Balon basah dalam kaliber bisa berupa gelembung halus, gelembung sedang, gelembung besar. Tergantung pada kaliber bronkus, yang mengisi eksudat. Ada mengi saat mengisi bronkus dengan cairan rahasia. Suara atau suara kononiruyuschie basah terbentuk di bronkus, dikelilingi oleh jaringan paru tanpa udara, dipadatkan, misalnya, radang paru-paru, atau dalam rongga besar berdinding halus paru-paru, dikelilingi oleh roller inflamasi yang padat. Suara diam, atau non-konsol, terdengar di atas bronkus, dikelilingi oleh jaringan paru-paru yang sejuk.

Selain suara-suara pernapasan samping ini, suara drop drop yang jarang ditentukan dapat didengar (jika ada udara dan cairan kental di dalam rongga pleura) dan Hippocrates mengeluarkan suara percikan (jika ada udara dan cairan tidak terlihat di rongga pleura).

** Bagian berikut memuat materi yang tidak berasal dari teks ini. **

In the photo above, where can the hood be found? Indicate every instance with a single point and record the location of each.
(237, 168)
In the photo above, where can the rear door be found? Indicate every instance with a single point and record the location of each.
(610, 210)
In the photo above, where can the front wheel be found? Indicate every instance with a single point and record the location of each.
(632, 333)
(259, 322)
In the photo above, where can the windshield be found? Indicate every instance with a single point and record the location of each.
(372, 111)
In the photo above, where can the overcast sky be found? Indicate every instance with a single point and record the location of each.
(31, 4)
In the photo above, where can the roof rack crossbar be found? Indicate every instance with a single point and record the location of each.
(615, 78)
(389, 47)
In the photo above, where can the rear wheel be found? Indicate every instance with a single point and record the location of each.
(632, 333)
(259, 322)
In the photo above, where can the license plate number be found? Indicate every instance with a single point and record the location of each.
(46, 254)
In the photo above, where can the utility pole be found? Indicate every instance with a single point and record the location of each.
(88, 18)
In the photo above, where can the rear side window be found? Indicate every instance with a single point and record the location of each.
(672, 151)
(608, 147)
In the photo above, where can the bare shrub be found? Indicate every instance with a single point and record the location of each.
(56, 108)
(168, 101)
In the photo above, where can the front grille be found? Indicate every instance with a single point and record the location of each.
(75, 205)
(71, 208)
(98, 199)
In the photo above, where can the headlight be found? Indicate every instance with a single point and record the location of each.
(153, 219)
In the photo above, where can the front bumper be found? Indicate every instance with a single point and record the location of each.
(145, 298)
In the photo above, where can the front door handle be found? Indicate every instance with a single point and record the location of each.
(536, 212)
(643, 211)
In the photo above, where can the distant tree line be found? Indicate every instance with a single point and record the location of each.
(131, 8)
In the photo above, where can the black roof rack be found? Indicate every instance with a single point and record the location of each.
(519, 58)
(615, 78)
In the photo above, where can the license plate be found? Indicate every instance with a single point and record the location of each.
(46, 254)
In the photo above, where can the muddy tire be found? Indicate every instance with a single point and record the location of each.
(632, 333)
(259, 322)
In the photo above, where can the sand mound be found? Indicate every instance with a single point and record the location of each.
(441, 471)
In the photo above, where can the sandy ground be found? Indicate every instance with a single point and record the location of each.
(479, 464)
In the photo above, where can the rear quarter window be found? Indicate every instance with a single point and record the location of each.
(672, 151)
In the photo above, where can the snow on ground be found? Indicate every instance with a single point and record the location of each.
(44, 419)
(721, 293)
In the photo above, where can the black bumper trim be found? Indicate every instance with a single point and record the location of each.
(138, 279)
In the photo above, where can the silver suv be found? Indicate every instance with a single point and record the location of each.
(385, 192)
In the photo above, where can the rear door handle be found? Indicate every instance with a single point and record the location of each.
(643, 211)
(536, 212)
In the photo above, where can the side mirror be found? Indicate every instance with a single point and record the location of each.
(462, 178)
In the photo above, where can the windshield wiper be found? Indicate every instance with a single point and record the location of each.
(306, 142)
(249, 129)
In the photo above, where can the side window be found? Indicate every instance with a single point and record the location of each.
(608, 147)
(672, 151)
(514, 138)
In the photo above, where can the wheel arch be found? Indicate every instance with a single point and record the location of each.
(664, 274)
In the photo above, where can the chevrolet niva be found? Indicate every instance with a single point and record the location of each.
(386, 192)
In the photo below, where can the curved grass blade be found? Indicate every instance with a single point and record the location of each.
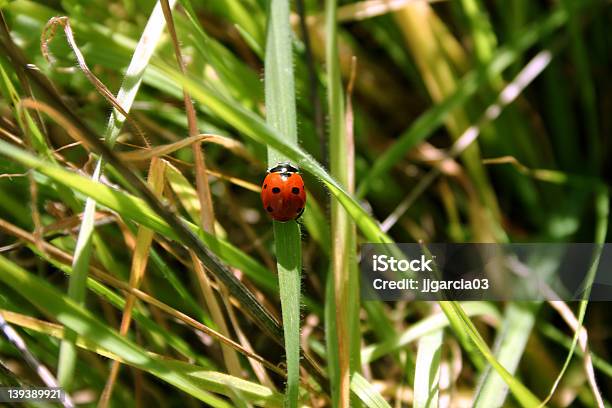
(80, 321)
(427, 371)
(131, 84)
(99, 338)
(281, 115)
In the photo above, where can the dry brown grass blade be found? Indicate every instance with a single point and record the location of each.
(140, 259)
(106, 278)
(60, 119)
(48, 33)
(207, 216)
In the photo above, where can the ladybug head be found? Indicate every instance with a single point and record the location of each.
(284, 167)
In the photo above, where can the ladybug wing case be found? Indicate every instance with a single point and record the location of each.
(283, 196)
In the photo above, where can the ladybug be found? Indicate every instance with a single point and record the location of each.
(282, 194)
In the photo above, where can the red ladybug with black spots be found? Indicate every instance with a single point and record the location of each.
(282, 194)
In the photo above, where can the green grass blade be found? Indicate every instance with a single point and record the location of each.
(346, 297)
(431, 120)
(427, 372)
(253, 126)
(125, 97)
(281, 115)
(366, 392)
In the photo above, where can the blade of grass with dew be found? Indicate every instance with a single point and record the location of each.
(254, 128)
(416, 23)
(343, 243)
(80, 321)
(136, 209)
(427, 371)
(367, 393)
(457, 316)
(257, 129)
(252, 125)
(210, 381)
(125, 97)
(207, 215)
(281, 115)
(259, 314)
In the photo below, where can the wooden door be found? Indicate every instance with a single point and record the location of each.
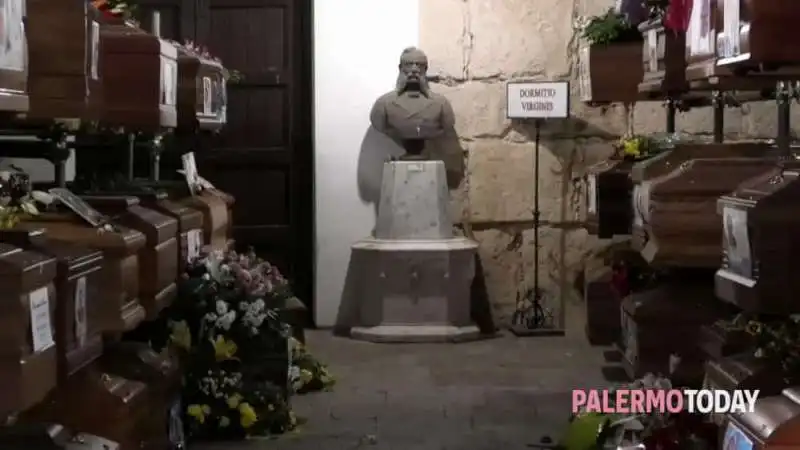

Crepitus dibentuk oleh ekspansi dari alveoli yang runtuh, yang mengandung sedikit cairan. Ada inflamasi (indux, redux), atelektasis (dengan atelektasis obstruktif atau kompresi), marginal, atau crepitatio marginalis, krepitus kongestif. Bagi telinga, bunyi krepitasi menyerupai keretakan salju yang ditumbuk, atau bunyi yang dihasilkan dengan menggosok seikat rambut di atas telinga. Sepertinya mengi bergelembung halus. Namun, krepitus hanya terdengar pada puncak inhalasi dan tidak berubah dengan batuk, meskipun yang marginal mungkin hilang setelah beberapa kali menarik napas dalam-dalam.

Suara gesekan pleura muncul pada pasien dengan radang selaput dada kering. Ini berbeda dari suara pernapasan sisi lain karena meningkat dengan tekanan oleh stetoskop, terdengar di kedua fase pernapasan, tidak berubah setelah batuk.